An inmate found dead at a maximum-security prison in northeastern Wisconsin was strangled, investigators said Thursday.
Brown County Sheriff’s Office deputies and medical personnel were called to the Green Bay Correctional Institution on Tuesday evening for a report of a pulseless inmate who wasn’t breathing. They found 19-year-old Micah Laureano dead at the scene. It’s unclear exactly where in the prison Laureano was found.
The sheriff’s office said that an initial investigation determined that Laureano had been killed in his cell and his 24-year-old cellmate was a suspect.
The sheriff’s office said in an updated news release Thursday that an autopsy revealed Laureano had been strangled.
Laureano and the suspect had been together in the cell for only hours before his death, the sheriff’s office added. The release did not say specifically how long they had been together.
The investigation is ongoing, and charges are expected to be filed late next week, the sheriff’s office said.
Online court records indicate that Laureano was sentenced to two years in the state prison system in January for being a party to substantial battery in Waukesha County, with the first year to be served behind bars and the second on extended supervision. His attorney in that case, public defender Maura McMahon, described Laureano as a “funny, thoughtful young man and a talented artist” in an email to The Associated Press.

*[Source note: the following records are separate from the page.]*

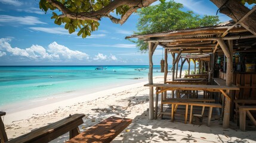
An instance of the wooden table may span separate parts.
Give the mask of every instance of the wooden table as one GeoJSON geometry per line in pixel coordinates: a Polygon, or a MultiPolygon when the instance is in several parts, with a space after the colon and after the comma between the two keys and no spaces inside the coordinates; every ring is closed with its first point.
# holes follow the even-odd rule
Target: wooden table
{"type": "Polygon", "coordinates": [[[174,81],[203,81],[206,80],[206,79],[205,79],[205,78],[200,78],[200,79],[180,78],[180,79],[175,79],[174,81]]]}
{"type": "MultiPolygon", "coordinates": [[[[224,91],[225,90],[239,90],[239,88],[235,86],[219,86],[219,85],[171,85],[171,84],[146,84],[144,86],[156,87],[156,105],[158,102],[158,94],[165,92],[166,91],[174,90],[190,90],[190,91],[208,91],[209,92],[221,92],[227,99],[230,100],[230,97],[224,91]],[[159,90],[161,89],[161,90],[159,90]]],[[[153,111],[154,107],[149,107],[149,110],[153,111]]],[[[226,112],[229,111],[224,110],[226,112]]],[[[155,117],[156,118],[156,117],[155,117]]]]}
{"type": "Polygon", "coordinates": [[[185,78],[208,78],[209,74],[208,73],[205,74],[190,74],[190,75],[185,75],[185,78]]]}

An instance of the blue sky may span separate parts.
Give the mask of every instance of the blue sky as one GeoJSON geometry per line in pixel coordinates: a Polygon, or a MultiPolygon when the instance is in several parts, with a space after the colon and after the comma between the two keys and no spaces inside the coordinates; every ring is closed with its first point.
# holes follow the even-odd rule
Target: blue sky
{"type": "MultiPolygon", "coordinates": [[[[215,15],[209,1],[176,0],[184,11],[202,15],[215,15]]],[[[29,65],[147,65],[147,53],[141,53],[126,36],[136,31],[138,15],[132,14],[123,25],[107,18],[98,30],[82,39],[69,34],[64,26],[51,19],[38,6],[39,0],[0,0],[0,66],[29,65]]],[[[153,4],[157,4],[156,2],[153,4]]],[[[230,18],[218,14],[221,21],[230,18]]],[[[162,48],[154,54],[159,65],[162,48]]]]}

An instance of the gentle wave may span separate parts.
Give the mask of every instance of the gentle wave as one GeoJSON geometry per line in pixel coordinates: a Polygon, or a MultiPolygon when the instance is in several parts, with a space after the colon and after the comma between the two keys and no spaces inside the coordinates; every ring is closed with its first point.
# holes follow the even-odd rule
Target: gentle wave
{"type": "Polygon", "coordinates": [[[44,88],[44,87],[47,87],[47,86],[53,86],[54,85],[54,84],[50,84],[50,85],[38,85],[36,86],[38,88],[44,88]]]}

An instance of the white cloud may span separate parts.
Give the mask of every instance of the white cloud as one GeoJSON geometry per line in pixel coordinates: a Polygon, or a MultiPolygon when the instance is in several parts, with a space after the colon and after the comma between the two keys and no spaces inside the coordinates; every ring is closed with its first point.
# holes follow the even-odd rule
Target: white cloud
{"type": "Polygon", "coordinates": [[[108,31],[105,30],[98,30],[98,32],[100,33],[109,33],[108,31]]]}
{"type": "MultiPolygon", "coordinates": [[[[118,55],[130,55],[130,56],[136,56],[136,55],[143,55],[146,54],[148,55],[147,53],[141,53],[141,52],[124,52],[122,54],[118,54],[118,55]]],[[[154,54],[155,55],[155,54],[154,54]]]]}
{"type": "Polygon", "coordinates": [[[120,38],[115,38],[115,37],[110,38],[110,39],[115,39],[115,40],[120,40],[120,41],[121,41],[121,40],[122,40],[121,39],[120,39],[120,38]]]}
{"type": "Polygon", "coordinates": [[[106,36],[105,34],[98,34],[98,35],[94,35],[92,34],[90,36],[87,36],[87,38],[99,38],[106,36]]]}
{"type": "Polygon", "coordinates": [[[98,53],[98,55],[95,55],[95,57],[93,58],[95,61],[102,61],[107,59],[107,56],[103,55],[103,54],[98,53]]]}
{"type": "Polygon", "coordinates": [[[95,55],[94,56],[94,58],[93,58],[94,61],[118,61],[118,59],[116,58],[115,55],[112,55],[110,54],[110,55],[107,56],[106,55],[104,55],[101,53],[98,53],[97,55],[95,55]]]}
{"type": "Polygon", "coordinates": [[[21,2],[17,0],[0,0],[0,2],[4,4],[11,5],[16,7],[18,7],[23,4],[21,2]]]}
{"type": "Polygon", "coordinates": [[[24,25],[47,24],[41,21],[38,17],[33,16],[15,17],[8,15],[0,15],[0,23],[19,23],[24,25]]]}
{"type": "Polygon", "coordinates": [[[45,12],[42,11],[38,8],[29,8],[29,9],[16,9],[17,11],[25,12],[27,13],[35,13],[38,14],[44,14],[45,12]]]}
{"type": "Polygon", "coordinates": [[[89,59],[89,55],[86,53],[79,51],[70,50],[63,45],[58,44],[56,42],[50,43],[48,45],[48,49],[47,51],[53,55],[58,55],[64,58],[64,59],[77,58],[79,60],[89,59]]]}
{"type": "Polygon", "coordinates": [[[0,57],[3,57],[4,55],[6,55],[6,52],[0,51],[0,57]]]}
{"type": "Polygon", "coordinates": [[[111,59],[111,60],[113,60],[113,61],[116,61],[116,60],[118,60],[118,58],[116,57],[116,56],[115,56],[115,55],[112,55],[112,54],[110,54],[110,59],[111,59]]]}
{"type": "Polygon", "coordinates": [[[103,44],[91,44],[91,45],[79,45],[79,46],[88,46],[88,47],[113,47],[113,48],[135,48],[135,44],[114,44],[114,45],[103,45],[103,44]]]}
{"type": "MultiPolygon", "coordinates": [[[[91,36],[87,36],[86,38],[100,38],[106,36],[105,34],[92,34],[91,36]]],[[[82,38],[81,36],[75,37],[76,38],[82,38]]]]}
{"type": "Polygon", "coordinates": [[[64,27],[29,27],[29,29],[44,32],[45,33],[52,33],[52,34],[61,34],[61,35],[70,35],[69,32],[65,29],[64,27]]]}
{"type": "Polygon", "coordinates": [[[116,33],[123,35],[132,35],[132,32],[124,30],[116,30],[116,33]]]}
{"type": "MultiPolygon", "coordinates": [[[[38,45],[33,45],[26,49],[21,49],[17,47],[13,48],[10,44],[10,42],[11,42],[10,38],[1,38],[0,49],[8,52],[14,56],[25,57],[36,60],[48,60],[54,61],[89,59],[89,55],[86,53],[71,50],[63,45],[58,44],[56,42],[50,43],[48,46],[48,49],[38,45]]],[[[3,56],[6,55],[6,53],[1,52],[0,55],[3,56]]]]}
{"type": "Polygon", "coordinates": [[[115,44],[113,45],[113,47],[116,48],[136,48],[135,44],[115,44]]]}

Laureano’s cellmate was sentenced to 40 years in the prison system in January 2018 for attempted homicide in Manitowoc County, with 20 years to be served behind bars and 20 years on extended supervision. The cellmate was 18 years old when he was sentenced.
Asked for comment on the incident, state Department of Corrections spokesperson Beth Williams Hardtke responded with an email acknowledging that Laureano died Tuesday after an “incident in his cell.” She said no staff members were hurt, and law enforcement was investigating. The prison was operating normally with all scheduled activities continuing as usual, she said.

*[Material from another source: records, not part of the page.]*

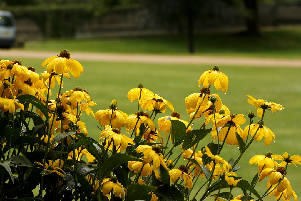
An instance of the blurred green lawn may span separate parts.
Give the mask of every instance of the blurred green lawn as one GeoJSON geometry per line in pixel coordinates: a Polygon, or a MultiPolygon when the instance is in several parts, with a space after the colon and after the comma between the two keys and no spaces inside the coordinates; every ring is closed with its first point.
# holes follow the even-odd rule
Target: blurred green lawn
{"type": "MultiPolygon", "coordinates": [[[[35,67],[38,73],[42,72],[40,66],[43,60],[20,59],[24,66],[35,67]]],[[[71,78],[67,80],[64,77],[62,91],[64,92],[78,85],[88,90],[93,100],[97,104],[91,107],[95,113],[108,109],[111,100],[116,99],[120,110],[129,115],[134,113],[137,111],[137,100],[131,103],[127,99],[126,95],[130,89],[137,87],[139,82],[142,82],[145,88],[160,94],[170,102],[175,110],[181,114],[181,119],[186,120],[189,119],[189,115],[186,112],[185,97],[198,92],[200,88],[198,81],[200,75],[212,68],[214,65],[219,64],[205,66],[79,61],[84,67],[84,73],[76,80],[71,78]]],[[[223,103],[232,113],[241,113],[247,118],[246,114],[249,110],[256,111],[253,106],[247,102],[247,94],[256,98],[280,104],[285,108],[283,111],[277,111],[274,113],[270,110],[267,111],[265,115],[265,125],[274,132],[276,141],[268,146],[264,146],[263,140],[259,142],[254,141],[238,164],[244,167],[237,172],[238,176],[251,182],[258,171],[258,167],[256,165],[249,165],[248,163],[250,159],[256,155],[264,155],[271,151],[273,154],[281,155],[287,152],[292,155],[301,155],[299,125],[301,119],[299,105],[301,99],[299,81],[301,68],[221,65],[219,66],[221,71],[227,75],[229,80],[228,92],[224,94],[213,87],[211,93],[218,93],[223,103]]],[[[58,89],[55,88],[52,90],[53,95],[58,89]]],[[[53,96],[51,97],[54,98],[53,96]]],[[[156,119],[169,116],[171,112],[170,110],[168,109],[165,113],[159,114],[156,119]]],[[[99,125],[98,121],[91,116],[88,116],[85,114],[81,119],[85,123],[88,136],[98,140],[100,131],[94,125],[99,125]]],[[[196,121],[193,126],[195,128],[198,128],[201,125],[203,119],[202,117],[200,119],[201,119],[196,121]]],[[[258,119],[258,117],[256,117],[254,121],[258,119]]],[[[247,123],[241,125],[243,129],[248,122],[247,119],[247,123]]],[[[124,130],[122,132],[125,133],[124,130]]],[[[207,136],[201,141],[198,148],[206,145],[211,140],[210,136],[207,136]]],[[[175,155],[179,150],[174,150],[175,155]]],[[[235,159],[239,154],[236,147],[226,146],[221,155],[228,160],[231,157],[235,159]]],[[[297,195],[301,193],[301,189],[299,188],[300,174],[297,169],[293,165],[289,165],[287,177],[297,195]],[[298,176],[296,176],[297,175],[298,176]]],[[[265,179],[256,186],[256,189],[260,194],[265,191],[267,181],[265,179]]],[[[196,187],[195,188],[195,190],[197,190],[196,187]]],[[[235,196],[242,193],[235,190],[235,196]]],[[[275,200],[275,198],[269,197],[264,200],[275,200]]]]}
{"type": "MultiPolygon", "coordinates": [[[[216,33],[195,37],[195,54],[202,55],[300,58],[301,26],[264,29],[259,38],[241,34],[216,33]]],[[[185,36],[26,41],[26,50],[72,53],[188,54],[185,36]]]]}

Laureano’s death is another blow for the Department of Corrections as it struggles to protect inmates and prison workers in the face of aging facilities and chronic staffing shortages.
Five inmates at the maximum-security Waupun Correctional Institution have died since June 2023. Two killed themselves, one died of a fentanyl overdose, one died of a stroke, and one died of malnutrition and dehydration. Prosecutors charged the prison’s former warden, Randall Hepp, and eight other Waupun staff members this past June with misconduct in connection with the stroke and malnutrition deaths.
Men held at Waupun have filed a class action lawsuit alleging mistreatment, including not having access to health care. And the U.S. Department of Justice is investigating a possible smuggling ring at the prison.
Just weeks after the charges came down against Hepp and his staffers at Waupun, Corey Proulx, a counselor at the state’s youth prison outside Irma, died after a 16-year-old inmate punched him in the face. His death sparked calls from the facility’s staff and Republican legislators to lift a court-imposed ban on pepper spray. The federal judge who imposed the prohibition in 2018 has so far refused to consider their requests.
Waupun opened in 1854. Green Bay Correctional Institution opened in 1898. Republicans have been calling for years to close both prisons, saying they’ve outlived their usefulness. But concerns over job losses in the communities and the cost of building a new prison, estimated at as much as $1 billion, have proven to be stumbling blocks. Democratic Gov. Tony Evers has tried to address the prison system’s problems by giving guards raises.